The Impact of Open Lumbar Posterolateral Instrumentation and Fusion versus Minimally-Invasive Techniques: A Propensity-Matched Post-Hoc Analysis of a Randomized Controlled Trial
Research Fellow Hospital for Special Surgery Hospital for Special Surgery
Introduction: Few studies have investigated primary open versus MIS 1- and 2-level lumbar fusions where the definition of MIS includes anterior (ALIF) and lateral (LLIF), as well as posterior (TLIF) approaches. Previous definitions of MIS did not include ALIF and LLIF, however, literature has shown that outpatient ALIF and LLIF have similar outcomes compared to inpatient. We devised a new definition of MIS including ALIF, LLIF, TLIF, and combined approaches and hypothesized that MIS leads to decreased postoperative pain and opioid use and increased early ambulation, but higher radiation exposure.
Methods: A propensity-matched post-hoc analysis of a randomized-controlled trial of patients undergoing primary one and two-level lumbar fusions was performed. Our definition of MIS included ALIF, LLIF, and posterior approaches with incision size < 1 inch. MIS also included combined approaches (anterior with posterior; lateral with posterior), as long as posterior incisions were < 1 inch. Preoperative and postoperative patient-reported outcome measures (PROMs) including numeric pain rating scale (NPRS), brief pain index (BPI), Oswestry disability index (ODI), and PROMs minimal clinically important difference (MCID) were assessed, along with opioid use (morphine milligram equivalents, MME), operative time, estimated blood loss (EBL), hospital length of stay (LOS), ambulation distance, urinary retention, and radiation exposure.

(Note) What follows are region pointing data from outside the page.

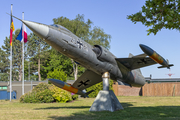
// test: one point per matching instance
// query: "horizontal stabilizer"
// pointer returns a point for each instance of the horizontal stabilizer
(135, 62)
(87, 93)
(123, 83)
(141, 55)
(166, 66)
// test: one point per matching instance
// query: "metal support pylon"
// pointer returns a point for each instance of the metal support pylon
(106, 100)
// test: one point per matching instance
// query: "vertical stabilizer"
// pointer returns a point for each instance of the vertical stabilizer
(130, 56)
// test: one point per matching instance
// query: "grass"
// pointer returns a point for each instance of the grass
(148, 108)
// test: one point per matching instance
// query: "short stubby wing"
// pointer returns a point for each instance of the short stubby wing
(87, 79)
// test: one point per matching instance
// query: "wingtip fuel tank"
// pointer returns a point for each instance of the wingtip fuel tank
(155, 56)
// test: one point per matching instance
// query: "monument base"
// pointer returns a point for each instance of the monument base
(106, 101)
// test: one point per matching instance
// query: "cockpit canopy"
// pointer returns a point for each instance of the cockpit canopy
(60, 27)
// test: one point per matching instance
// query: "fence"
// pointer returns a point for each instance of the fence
(122, 90)
(161, 89)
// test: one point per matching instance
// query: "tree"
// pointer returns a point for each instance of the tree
(158, 14)
(83, 30)
(35, 48)
(16, 55)
(4, 66)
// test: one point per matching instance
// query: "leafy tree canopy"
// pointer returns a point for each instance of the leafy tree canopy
(158, 14)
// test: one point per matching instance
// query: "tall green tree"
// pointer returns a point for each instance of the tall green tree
(83, 29)
(34, 50)
(16, 55)
(4, 66)
(158, 14)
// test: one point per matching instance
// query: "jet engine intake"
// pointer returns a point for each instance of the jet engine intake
(103, 54)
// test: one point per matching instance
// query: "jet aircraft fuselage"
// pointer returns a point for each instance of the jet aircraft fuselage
(86, 55)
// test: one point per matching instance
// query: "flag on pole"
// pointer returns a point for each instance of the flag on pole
(20, 36)
(11, 30)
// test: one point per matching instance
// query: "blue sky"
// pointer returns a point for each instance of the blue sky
(111, 16)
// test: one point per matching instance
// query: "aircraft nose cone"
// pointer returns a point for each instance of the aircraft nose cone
(39, 29)
(146, 49)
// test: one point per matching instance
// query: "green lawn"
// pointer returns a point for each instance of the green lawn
(154, 108)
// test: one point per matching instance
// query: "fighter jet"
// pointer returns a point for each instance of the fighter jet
(96, 59)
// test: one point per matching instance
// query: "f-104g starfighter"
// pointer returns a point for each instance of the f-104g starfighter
(96, 59)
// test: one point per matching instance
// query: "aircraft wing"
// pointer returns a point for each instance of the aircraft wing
(136, 62)
(87, 79)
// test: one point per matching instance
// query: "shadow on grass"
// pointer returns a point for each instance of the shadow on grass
(130, 112)
(125, 105)
(66, 107)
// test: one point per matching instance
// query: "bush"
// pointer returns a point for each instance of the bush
(97, 87)
(61, 95)
(40, 94)
(46, 93)
(57, 74)
(75, 97)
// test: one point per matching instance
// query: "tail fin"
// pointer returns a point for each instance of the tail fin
(166, 66)
(130, 56)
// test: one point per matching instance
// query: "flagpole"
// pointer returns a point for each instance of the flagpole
(11, 61)
(23, 55)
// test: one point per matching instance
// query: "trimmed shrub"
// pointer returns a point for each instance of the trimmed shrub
(47, 93)
(97, 87)
(57, 74)
(75, 97)
(40, 94)
(61, 95)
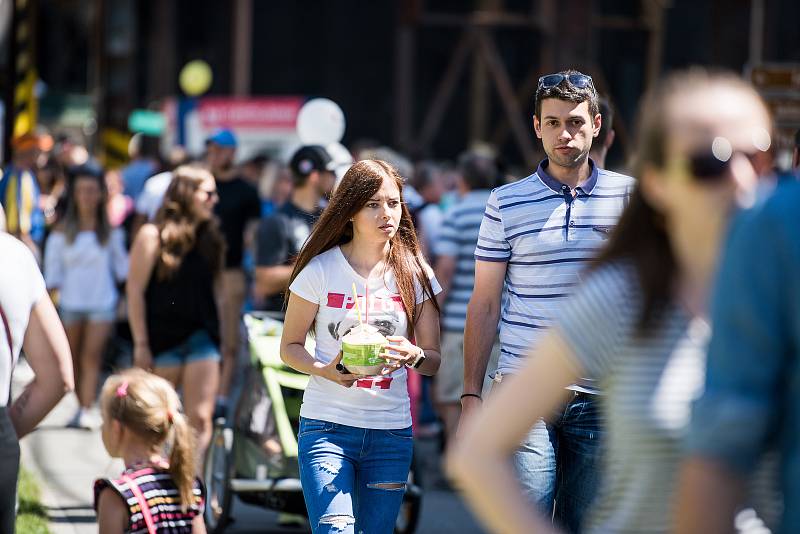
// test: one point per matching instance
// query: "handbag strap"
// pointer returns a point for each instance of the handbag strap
(10, 348)
(143, 506)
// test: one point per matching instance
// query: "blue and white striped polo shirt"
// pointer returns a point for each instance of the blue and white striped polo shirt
(457, 239)
(546, 237)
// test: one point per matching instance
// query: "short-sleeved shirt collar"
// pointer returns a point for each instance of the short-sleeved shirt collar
(586, 187)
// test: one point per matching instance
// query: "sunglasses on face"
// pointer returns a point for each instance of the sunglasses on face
(210, 193)
(577, 80)
(711, 164)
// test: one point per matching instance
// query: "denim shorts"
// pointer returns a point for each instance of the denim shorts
(197, 347)
(69, 317)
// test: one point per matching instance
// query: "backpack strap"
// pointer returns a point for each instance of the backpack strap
(143, 506)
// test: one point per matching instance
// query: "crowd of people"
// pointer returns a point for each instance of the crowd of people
(595, 362)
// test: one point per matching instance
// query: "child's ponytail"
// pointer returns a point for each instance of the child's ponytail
(182, 458)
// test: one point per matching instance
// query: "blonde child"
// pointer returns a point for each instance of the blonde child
(141, 420)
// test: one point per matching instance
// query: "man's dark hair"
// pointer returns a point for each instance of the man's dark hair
(477, 170)
(607, 122)
(566, 91)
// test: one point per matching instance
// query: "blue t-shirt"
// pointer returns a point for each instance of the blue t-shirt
(753, 378)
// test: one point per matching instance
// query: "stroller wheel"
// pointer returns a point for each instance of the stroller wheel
(217, 475)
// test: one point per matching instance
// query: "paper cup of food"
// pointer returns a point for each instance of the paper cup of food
(361, 350)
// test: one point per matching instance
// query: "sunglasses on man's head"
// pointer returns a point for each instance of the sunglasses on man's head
(711, 164)
(577, 80)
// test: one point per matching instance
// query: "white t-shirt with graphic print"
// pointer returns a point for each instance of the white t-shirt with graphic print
(379, 402)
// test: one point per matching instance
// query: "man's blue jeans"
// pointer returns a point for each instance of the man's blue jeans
(353, 478)
(558, 464)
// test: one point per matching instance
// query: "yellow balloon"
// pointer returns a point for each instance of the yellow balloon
(195, 77)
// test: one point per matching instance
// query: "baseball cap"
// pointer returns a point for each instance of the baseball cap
(311, 158)
(222, 137)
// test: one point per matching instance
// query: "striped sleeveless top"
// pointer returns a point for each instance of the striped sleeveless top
(162, 496)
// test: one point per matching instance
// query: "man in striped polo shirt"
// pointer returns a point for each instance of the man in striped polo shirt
(536, 237)
(455, 271)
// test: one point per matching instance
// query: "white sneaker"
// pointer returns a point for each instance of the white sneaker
(75, 422)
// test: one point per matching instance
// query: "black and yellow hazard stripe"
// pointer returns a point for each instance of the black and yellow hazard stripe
(114, 147)
(25, 105)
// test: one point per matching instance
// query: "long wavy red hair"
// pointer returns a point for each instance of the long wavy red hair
(334, 228)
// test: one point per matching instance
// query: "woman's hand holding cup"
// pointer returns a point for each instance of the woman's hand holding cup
(332, 372)
(397, 353)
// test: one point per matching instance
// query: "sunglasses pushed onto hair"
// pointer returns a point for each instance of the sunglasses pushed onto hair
(577, 80)
(711, 164)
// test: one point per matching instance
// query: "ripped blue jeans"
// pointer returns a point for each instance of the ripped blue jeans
(353, 478)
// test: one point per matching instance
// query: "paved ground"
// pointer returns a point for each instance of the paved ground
(66, 462)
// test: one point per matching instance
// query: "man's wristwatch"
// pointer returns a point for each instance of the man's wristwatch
(419, 360)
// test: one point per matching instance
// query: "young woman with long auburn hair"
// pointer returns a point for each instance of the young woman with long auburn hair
(174, 295)
(355, 440)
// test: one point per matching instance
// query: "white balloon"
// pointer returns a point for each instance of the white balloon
(320, 122)
(342, 159)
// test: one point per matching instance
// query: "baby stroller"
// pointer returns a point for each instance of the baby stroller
(255, 457)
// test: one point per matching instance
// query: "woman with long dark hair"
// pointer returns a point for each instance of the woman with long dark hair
(84, 261)
(355, 440)
(174, 292)
(638, 323)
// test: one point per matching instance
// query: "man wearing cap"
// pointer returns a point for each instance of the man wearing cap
(238, 205)
(281, 236)
(19, 193)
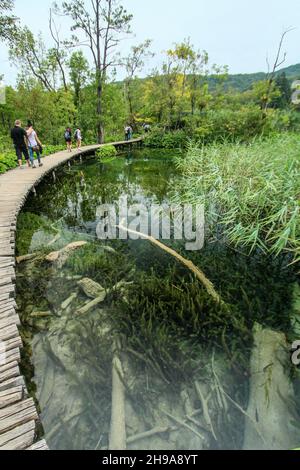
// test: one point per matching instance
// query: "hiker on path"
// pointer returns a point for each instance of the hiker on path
(78, 137)
(34, 145)
(68, 138)
(19, 137)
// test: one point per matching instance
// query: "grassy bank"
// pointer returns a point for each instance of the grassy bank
(252, 190)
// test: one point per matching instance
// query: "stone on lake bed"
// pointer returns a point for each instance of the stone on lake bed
(92, 289)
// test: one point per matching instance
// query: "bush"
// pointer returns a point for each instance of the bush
(108, 151)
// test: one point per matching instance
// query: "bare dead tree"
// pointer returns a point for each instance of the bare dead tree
(58, 49)
(280, 59)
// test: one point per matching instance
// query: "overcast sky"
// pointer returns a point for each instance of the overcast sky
(237, 33)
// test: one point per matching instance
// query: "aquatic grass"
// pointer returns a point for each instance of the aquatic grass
(251, 190)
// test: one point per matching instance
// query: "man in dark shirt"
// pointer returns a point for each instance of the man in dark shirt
(19, 137)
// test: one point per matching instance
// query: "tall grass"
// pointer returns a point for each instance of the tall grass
(252, 190)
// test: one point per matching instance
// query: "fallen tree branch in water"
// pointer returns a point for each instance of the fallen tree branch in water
(182, 423)
(187, 263)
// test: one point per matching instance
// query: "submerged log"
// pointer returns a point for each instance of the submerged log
(22, 259)
(271, 406)
(187, 263)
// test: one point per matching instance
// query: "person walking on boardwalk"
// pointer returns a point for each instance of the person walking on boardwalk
(34, 145)
(78, 138)
(68, 138)
(20, 140)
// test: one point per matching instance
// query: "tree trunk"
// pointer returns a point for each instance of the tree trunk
(100, 129)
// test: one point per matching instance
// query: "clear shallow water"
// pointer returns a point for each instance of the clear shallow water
(174, 340)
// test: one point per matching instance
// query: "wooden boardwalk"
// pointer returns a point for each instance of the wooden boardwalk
(18, 415)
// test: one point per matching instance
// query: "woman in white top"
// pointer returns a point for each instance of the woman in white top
(34, 145)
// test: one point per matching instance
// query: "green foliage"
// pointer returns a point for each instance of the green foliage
(254, 189)
(161, 139)
(108, 151)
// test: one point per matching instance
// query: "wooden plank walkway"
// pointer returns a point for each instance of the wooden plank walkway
(18, 415)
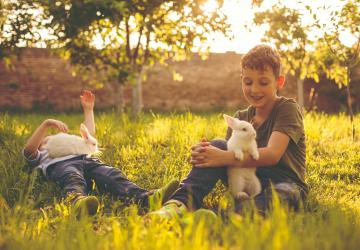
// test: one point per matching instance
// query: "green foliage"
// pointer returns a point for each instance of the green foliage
(130, 35)
(341, 55)
(287, 31)
(154, 149)
(19, 23)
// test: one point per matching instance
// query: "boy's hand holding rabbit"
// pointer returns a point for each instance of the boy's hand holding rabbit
(205, 155)
(87, 100)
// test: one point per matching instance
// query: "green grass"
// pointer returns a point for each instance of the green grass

Results: After matching, 90 patients (30 MIS, 60 open) were included. There were no significant differences in postoperative day (POD)1 and POD3 NPRS and BPI. MIS showed lesser POD1 intravenous opioid use (p = 0.019), lower total MME POD0 - POD2 (p = 0.027) and , greater ambulation distance POD0 - POD1 (p = 0.009). The MIS cohort also showed lower EBL, shorter operative time, shorter LOS, and greater radiation exposure. There were no differences in urinary retention or preoperative ODI, but MIS had lower 2-year postoperative ODI (p = 0.003).
Conclusion : One- and two- level MIS lumbar fusion has several advantages over open fusion, including lower EBL, shorter LOS, less opioid use, and greater immediate postoperative ambulation, but greater radiation exposure. While open techniques are important in patients requiring osteotomy and/or extensive deformity correction, MIS approaches, including ALIF and LLIF, may minimize postoperative opioid usage and allow patients to ambulate sooner.